Double 8 Foods was a local grocery chain based in Indianapolis. It opened under the name "Seven-Eleven Supermarket" in 1957 and renamed to Double 8 in 2000. The stores differentiated themselves by including soul food like chitterlings, catfish, and pork ribs. In 2015, the chain shut down among continuing revenue losses and larger operators unwilling to take it over creating food deserts. The buildings Double 8 used have since been used for breweries and restaurants.

== History ==
Double 8 Foods, formerly known as Seven-Eleven Supermarket, was founded by Zoltan Weisz in 1957. The first store was opened on North Sherman Drive in Indianapolis. In 1959, the firm was the first grocery company in Indiana to employ an African American store manager.
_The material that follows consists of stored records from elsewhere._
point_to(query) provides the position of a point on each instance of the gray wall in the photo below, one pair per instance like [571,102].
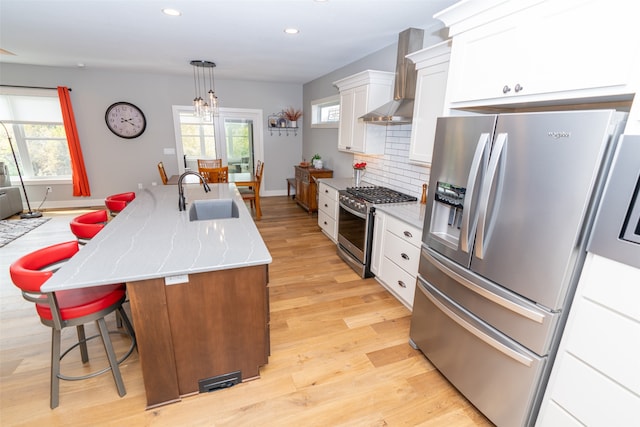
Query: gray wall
[116,165]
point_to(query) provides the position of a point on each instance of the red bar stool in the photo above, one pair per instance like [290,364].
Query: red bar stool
[74,307]
[116,202]
[86,226]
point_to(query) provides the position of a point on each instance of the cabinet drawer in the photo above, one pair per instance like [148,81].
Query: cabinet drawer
[404,231]
[398,281]
[327,224]
[330,192]
[402,253]
[328,205]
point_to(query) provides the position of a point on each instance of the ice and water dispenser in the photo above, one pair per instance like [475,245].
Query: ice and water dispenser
[446,217]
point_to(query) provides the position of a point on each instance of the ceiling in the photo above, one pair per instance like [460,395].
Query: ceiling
[245,38]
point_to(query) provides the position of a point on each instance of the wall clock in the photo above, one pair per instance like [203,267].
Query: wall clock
[125,120]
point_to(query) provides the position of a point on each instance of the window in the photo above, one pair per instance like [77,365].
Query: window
[196,136]
[325,113]
[231,136]
[34,122]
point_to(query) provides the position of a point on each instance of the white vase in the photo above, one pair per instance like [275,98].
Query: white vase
[357,176]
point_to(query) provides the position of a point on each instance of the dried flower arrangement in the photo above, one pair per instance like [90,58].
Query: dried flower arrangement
[292,114]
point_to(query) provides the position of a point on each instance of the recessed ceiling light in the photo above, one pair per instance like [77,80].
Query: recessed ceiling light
[171,12]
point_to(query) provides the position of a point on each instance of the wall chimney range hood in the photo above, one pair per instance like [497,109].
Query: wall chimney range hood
[400,110]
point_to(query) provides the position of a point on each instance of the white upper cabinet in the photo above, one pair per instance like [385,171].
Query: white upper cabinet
[536,51]
[432,66]
[359,94]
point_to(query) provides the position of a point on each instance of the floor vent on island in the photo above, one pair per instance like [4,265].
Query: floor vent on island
[219,381]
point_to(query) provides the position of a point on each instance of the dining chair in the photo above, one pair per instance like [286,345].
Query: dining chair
[74,307]
[163,173]
[117,202]
[209,163]
[215,175]
[252,194]
[87,225]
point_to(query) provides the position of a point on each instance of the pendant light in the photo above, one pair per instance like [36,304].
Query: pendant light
[204,108]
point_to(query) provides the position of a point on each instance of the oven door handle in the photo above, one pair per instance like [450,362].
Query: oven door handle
[351,211]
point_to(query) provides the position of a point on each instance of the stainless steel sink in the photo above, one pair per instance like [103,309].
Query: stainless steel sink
[202,210]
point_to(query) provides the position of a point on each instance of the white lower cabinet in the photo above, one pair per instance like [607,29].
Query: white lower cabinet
[328,210]
[395,256]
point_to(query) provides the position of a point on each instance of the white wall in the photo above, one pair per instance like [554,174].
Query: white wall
[116,165]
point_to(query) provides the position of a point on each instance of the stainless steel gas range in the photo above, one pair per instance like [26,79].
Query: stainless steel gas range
[355,223]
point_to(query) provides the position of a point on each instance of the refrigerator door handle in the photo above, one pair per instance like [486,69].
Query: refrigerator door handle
[493,342]
[503,302]
[481,153]
[496,157]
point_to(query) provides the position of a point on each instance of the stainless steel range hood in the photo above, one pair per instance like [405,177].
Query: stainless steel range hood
[400,110]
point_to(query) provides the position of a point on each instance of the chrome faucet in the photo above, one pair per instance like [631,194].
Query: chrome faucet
[182,203]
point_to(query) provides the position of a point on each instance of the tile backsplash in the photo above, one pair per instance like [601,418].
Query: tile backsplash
[392,169]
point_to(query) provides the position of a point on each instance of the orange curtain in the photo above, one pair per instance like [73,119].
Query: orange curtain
[78,171]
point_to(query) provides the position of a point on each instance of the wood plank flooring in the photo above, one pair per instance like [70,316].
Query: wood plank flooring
[339,351]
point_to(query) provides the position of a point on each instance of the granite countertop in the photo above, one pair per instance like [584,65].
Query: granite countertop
[151,239]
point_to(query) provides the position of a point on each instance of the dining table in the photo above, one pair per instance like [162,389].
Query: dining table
[240,179]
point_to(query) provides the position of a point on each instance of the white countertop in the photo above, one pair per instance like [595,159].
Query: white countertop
[151,238]
[410,212]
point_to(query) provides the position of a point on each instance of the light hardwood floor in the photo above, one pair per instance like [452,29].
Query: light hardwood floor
[339,351]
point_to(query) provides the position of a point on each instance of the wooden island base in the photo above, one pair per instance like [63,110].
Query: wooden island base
[214,324]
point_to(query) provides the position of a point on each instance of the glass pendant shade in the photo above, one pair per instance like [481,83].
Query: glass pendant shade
[202,108]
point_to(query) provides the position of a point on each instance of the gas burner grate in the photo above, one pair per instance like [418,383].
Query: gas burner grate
[374,194]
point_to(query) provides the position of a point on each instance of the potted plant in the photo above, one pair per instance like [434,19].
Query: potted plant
[316,161]
[292,115]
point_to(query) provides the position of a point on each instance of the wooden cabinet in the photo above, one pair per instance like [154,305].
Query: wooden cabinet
[359,94]
[500,55]
[328,210]
[432,65]
[396,255]
[306,189]
[213,324]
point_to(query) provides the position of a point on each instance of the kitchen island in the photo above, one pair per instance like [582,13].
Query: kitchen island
[198,289]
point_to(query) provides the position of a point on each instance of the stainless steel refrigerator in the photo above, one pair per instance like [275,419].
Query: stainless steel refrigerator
[511,202]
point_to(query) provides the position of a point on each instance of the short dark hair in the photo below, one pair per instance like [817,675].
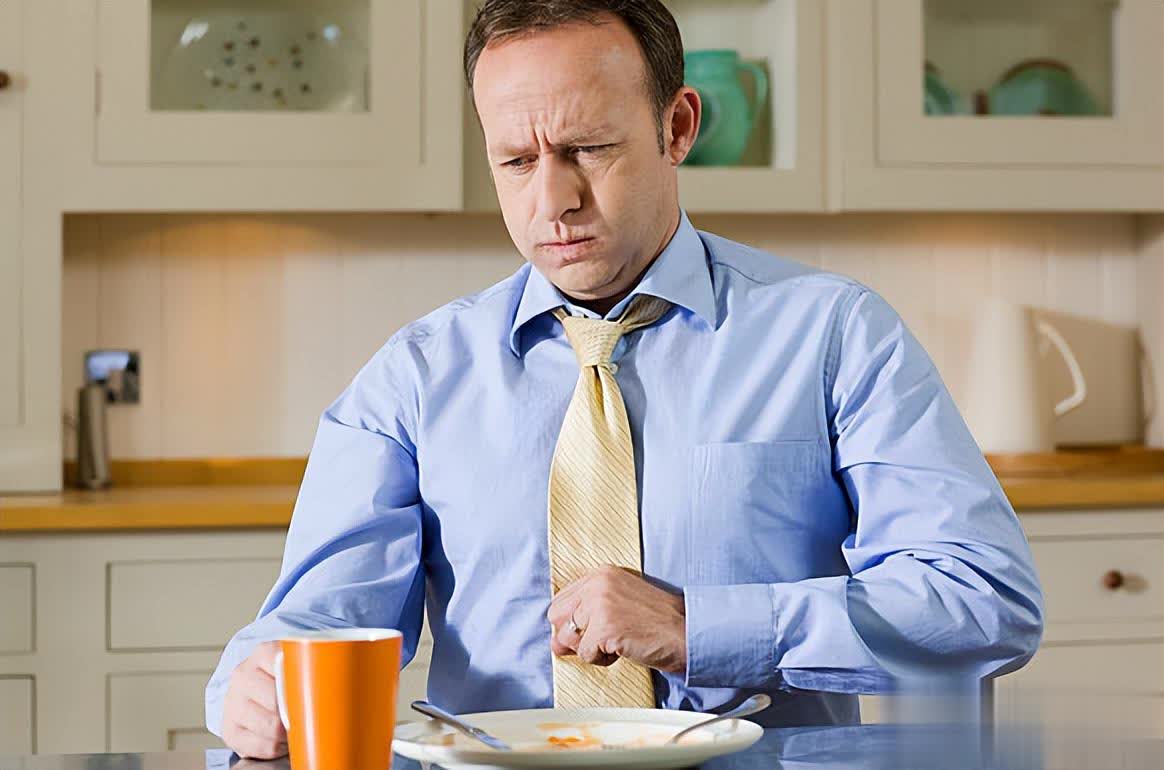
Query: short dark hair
[652,25]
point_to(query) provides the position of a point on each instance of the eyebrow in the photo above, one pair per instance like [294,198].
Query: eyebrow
[573,140]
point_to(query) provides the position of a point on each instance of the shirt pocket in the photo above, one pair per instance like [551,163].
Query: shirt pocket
[763,512]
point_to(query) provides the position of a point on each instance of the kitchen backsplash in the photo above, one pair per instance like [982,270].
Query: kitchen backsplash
[250,325]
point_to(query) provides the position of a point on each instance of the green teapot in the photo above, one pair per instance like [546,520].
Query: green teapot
[729,115]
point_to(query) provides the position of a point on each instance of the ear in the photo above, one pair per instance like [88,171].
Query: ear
[682,125]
In 2003, dollar stores and "dollar aisles" were integrated within the company's locations starting with the chain's store on Fairfield Avenue. The chain was operated by Isaiah Kuperstein prior to its shutdown. Weisz was the great-uncle of Kuperstein's wife, Elana.

== Closing ==
Double 8 Foods shut down all of its stores on July 23, 2015, citing decreasing sales as the primary factor for their closing. Customers were not made aware of the chain's upcoming closure until the day the stores closed down. Employees were similarly in the dark regarding their imminent terminations. The company faced increasing competition from larger chains like Walmart and Meijer as well as dollar stores opening up near store locations. To save the stores, the firm attempted to woo another operator but was unsuccessful.

=== Food deserts ===
The sudden closure of Double 8 Foods left many residents without a convenient source for groceries. As a result, local churches and the fire department began offering transportation to other grocery stores. The president of the Indianapolis Urban League, Tony Mason, released a statement regarding Double 8's shutdown announcing a partnership with local government officials to distribute resource guides to affected locals.

== Aftermath ==
The buildings that Double 8 Foods used have since been repurposed for new businesses. The store on N. Illinois St. has transformed into a brewery named Happy Brewing Co. A warehouse on E. 46th St. now houses a brewery called Black Circle Brewing as well as a co-working space for home-service providers like electricians and plumbers. A restaurant named Next Door American Eatery opened up on the former Double 8 location on the corner of N. College Ave. and E. 46th St. owned by Kimbal Musk.